Dans la famille Sylejmani, ils disent que leur maison n'est pas entourée par la police, EULEX

Selon des informations, la police du Kosovo et EULEX ont perquisitionné le domicile d'Agron Sylejman et ont été licenciés par sa famille. Dans une pronomation pour “Index”, le frère d'Agron, Driton Sylejani, a révélé des informations sur plusieurs portails sur le raid sur leur propriété. Il n'est pas vrai que la maison de [...] soit entourée
Selon des informations, la police du Kosovo et EULEX ont perquisitionné le domicile d'Agron Sylejman et ont été licenciés par sa famille.
Dans une pronomation pour “Index”, le frère d'Agron, Driton Sylejani, a révélé des informations sur plusieurs portails sur le raid sur leur propriété.
Ce n'est pas vrai que la maison d'Agron Sylejman soit entourée. Nous sommes à Payton, et il n'y a aucun contrôle. Je ne sais pas pourquoi ces écrits ont été faits. Je suis à la maison et personne n'est à la maison”, il a dit court.
Sinon, Agron, qui est déjà mort, a été accusé d'avoir tué le militant LDK Imer Imer en novembre 1999.

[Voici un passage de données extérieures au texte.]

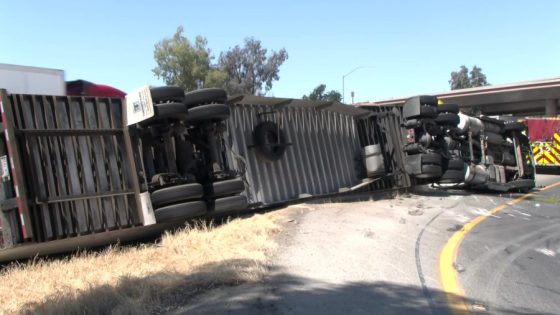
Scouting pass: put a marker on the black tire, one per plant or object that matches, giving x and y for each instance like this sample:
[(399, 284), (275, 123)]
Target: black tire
[(514, 126), (447, 119), (428, 100), (208, 113), (228, 204), (493, 138), (224, 188), (166, 112), (455, 164), (180, 212), (430, 171), (413, 148), (448, 108), (269, 140), (490, 127), (427, 111), (205, 96), (452, 176), (508, 159), (412, 123), (174, 194), (430, 159), (167, 94)]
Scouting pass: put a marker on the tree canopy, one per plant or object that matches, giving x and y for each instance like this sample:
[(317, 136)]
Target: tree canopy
[(463, 79), (249, 69), (318, 94)]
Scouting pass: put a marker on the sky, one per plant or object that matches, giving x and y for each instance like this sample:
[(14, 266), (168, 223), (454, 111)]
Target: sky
[(402, 48)]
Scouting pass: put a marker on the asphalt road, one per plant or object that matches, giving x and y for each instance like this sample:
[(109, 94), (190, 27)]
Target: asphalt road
[(383, 257), (512, 260)]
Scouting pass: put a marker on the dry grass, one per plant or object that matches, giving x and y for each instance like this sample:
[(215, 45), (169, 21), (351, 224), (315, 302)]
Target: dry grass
[(123, 280)]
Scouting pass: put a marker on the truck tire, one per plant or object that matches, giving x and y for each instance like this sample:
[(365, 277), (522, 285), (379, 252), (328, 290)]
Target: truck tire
[(493, 138), (428, 100), (165, 112), (205, 96), (493, 128), (228, 204), (208, 113), (428, 111), (430, 171), (448, 108), (181, 211), (447, 119), (430, 159), (174, 194), (456, 164), (514, 126), (224, 188), (269, 140), (164, 94), (452, 176)]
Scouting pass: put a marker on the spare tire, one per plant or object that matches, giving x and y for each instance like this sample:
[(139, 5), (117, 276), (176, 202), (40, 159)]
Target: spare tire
[(167, 94), (174, 194), (205, 96), (224, 188), (448, 108), (269, 140), (181, 211), (207, 113)]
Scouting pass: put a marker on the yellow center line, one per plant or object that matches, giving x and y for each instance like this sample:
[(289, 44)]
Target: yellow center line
[(449, 278)]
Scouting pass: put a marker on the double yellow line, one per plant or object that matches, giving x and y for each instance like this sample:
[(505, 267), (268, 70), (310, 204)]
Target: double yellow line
[(449, 278)]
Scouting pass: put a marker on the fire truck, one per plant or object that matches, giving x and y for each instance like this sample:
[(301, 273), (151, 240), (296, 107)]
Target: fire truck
[(544, 134)]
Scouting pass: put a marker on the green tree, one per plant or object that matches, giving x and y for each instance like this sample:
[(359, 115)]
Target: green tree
[(249, 69), (185, 64), (318, 94), (463, 79), (477, 77)]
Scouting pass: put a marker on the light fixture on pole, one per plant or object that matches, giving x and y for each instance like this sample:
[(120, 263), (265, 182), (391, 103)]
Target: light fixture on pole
[(349, 73)]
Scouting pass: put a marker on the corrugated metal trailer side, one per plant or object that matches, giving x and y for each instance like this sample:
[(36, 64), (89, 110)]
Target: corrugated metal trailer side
[(324, 149), (68, 168)]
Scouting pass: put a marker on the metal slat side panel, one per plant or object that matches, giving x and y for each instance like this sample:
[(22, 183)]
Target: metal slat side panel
[(319, 160), (77, 156), (395, 135)]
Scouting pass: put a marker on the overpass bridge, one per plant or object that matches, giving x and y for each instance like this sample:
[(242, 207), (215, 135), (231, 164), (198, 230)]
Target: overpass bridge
[(532, 98)]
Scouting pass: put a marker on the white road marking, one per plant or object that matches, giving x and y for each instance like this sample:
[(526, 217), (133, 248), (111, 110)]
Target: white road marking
[(523, 213), (546, 251)]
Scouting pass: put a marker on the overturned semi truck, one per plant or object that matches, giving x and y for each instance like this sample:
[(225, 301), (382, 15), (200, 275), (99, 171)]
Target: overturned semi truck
[(445, 146), (84, 171)]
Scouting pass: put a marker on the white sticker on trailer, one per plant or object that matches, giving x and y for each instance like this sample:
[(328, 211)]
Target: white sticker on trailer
[(139, 105), (148, 214), (5, 168)]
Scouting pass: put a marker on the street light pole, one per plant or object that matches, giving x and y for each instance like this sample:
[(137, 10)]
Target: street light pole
[(349, 73)]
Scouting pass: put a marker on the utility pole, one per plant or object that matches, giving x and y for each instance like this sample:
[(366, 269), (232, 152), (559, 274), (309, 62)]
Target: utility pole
[(349, 73)]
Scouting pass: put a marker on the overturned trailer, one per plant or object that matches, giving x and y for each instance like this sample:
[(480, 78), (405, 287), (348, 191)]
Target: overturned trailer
[(84, 171)]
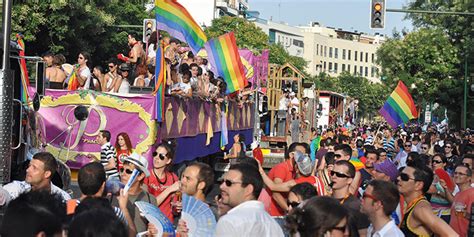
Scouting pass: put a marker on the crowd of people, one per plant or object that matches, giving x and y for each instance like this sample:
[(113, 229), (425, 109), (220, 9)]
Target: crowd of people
[(404, 183), (188, 75)]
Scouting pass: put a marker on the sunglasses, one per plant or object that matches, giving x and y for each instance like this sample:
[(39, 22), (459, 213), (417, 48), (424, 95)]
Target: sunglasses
[(293, 204), (405, 177), (366, 195), (229, 183), (128, 171), (162, 156), (339, 175)]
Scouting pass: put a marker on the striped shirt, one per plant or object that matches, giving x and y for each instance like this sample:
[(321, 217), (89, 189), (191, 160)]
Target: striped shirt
[(107, 152), (389, 147)]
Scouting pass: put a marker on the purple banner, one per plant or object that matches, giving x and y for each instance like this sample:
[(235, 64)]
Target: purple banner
[(74, 141)]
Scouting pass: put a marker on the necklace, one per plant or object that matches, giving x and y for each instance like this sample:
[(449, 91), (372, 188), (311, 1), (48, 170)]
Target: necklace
[(158, 178)]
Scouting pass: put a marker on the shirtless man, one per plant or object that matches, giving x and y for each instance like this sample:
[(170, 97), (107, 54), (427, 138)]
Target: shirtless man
[(55, 74)]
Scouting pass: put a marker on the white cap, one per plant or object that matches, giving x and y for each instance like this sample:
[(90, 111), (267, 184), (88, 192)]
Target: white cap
[(140, 163)]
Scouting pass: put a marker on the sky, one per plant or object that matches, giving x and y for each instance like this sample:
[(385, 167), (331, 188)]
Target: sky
[(346, 14)]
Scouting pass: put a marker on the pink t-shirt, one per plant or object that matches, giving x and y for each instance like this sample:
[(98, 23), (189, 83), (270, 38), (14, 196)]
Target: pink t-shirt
[(458, 223)]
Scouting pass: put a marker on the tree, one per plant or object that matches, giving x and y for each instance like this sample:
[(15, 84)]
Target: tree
[(425, 59), (69, 27), (247, 34)]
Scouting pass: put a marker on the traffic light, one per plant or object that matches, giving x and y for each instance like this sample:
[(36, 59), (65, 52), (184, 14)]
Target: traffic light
[(149, 25), (377, 14)]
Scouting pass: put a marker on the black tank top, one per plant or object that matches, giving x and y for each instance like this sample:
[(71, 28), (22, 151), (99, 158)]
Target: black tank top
[(404, 225)]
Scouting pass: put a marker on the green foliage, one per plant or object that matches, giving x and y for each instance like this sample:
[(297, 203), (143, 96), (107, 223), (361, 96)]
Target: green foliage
[(424, 58), (69, 27), (247, 34)]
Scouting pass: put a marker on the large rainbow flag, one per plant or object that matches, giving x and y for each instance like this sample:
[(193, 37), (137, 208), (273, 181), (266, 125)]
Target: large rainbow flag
[(160, 83), (224, 57), (399, 107), (176, 20)]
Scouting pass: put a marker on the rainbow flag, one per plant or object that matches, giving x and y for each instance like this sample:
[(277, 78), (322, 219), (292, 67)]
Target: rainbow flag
[(72, 82), (160, 83), (176, 20), (224, 57), (399, 107), (224, 132), (25, 81)]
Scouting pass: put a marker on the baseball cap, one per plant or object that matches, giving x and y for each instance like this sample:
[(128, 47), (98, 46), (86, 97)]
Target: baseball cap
[(387, 168), (139, 161), (303, 162)]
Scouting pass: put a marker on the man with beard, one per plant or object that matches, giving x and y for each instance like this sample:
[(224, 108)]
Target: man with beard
[(38, 178), (240, 188)]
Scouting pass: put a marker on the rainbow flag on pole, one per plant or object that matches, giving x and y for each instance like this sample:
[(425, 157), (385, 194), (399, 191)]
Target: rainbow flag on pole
[(176, 20), (224, 57), (399, 107), (160, 85), (25, 81)]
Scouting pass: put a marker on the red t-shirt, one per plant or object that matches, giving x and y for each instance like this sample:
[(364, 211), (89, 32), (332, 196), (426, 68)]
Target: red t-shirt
[(460, 224), (285, 172), (155, 188)]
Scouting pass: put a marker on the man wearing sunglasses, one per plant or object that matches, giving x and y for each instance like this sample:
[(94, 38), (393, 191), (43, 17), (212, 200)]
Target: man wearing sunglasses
[(460, 210), (240, 188), (401, 158), (380, 199), (419, 219), (342, 176), (135, 193)]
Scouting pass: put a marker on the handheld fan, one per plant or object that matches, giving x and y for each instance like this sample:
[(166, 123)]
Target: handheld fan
[(153, 214), (198, 216)]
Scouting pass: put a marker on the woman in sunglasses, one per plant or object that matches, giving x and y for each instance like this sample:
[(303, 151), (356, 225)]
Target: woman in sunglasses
[(161, 177), (441, 187), (318, 217), (123, 146)]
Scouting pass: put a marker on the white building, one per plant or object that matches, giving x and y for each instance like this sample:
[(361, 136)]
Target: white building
[(334, 51), (289, 36), (204, 11)]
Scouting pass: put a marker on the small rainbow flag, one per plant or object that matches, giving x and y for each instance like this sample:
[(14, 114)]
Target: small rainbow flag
[(160, 85), (176, 20), (72, 82), (224, 56), (25, 81), (399, 107)]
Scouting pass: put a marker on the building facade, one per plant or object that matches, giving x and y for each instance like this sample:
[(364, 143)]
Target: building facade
[(290, 37), (334, 51)]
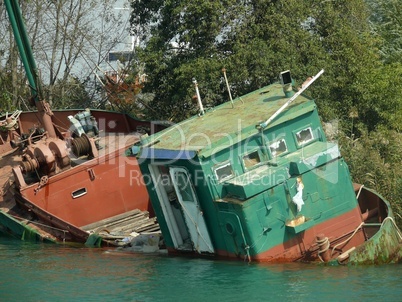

Dans le cas contraire, il a été signalé qu ' au petit matin, des policiers d ' EULEX au Kosovo et des membres de l ' Unité spéciale de la police du Kosovo avaient encerclé la maison d ' Agron Sylejmani, soupçonné d ' avoir tué après la guerre, a diffusé le Periscope.
Des sources périscop au sein de la police du Kosovo ont fait savoir que l'action avait été menée aujourd'hui, sans donner d'autres détails, car elles estiment que l'action est organisée sous les compétences de la mission EULEX.
Sur cette question, Periscopi a également contacté le Bureau des médias dans EULEX, mais n'a pas reçu de réponses officielles concernant l'action d'aujourd'hui.
Imer Imer avait déposé plusieurs accusations publiques selon lesquelles Agron Sylejmani, maintenant mort, est soupçonné d'avoir tué son frère, Hakki Imer.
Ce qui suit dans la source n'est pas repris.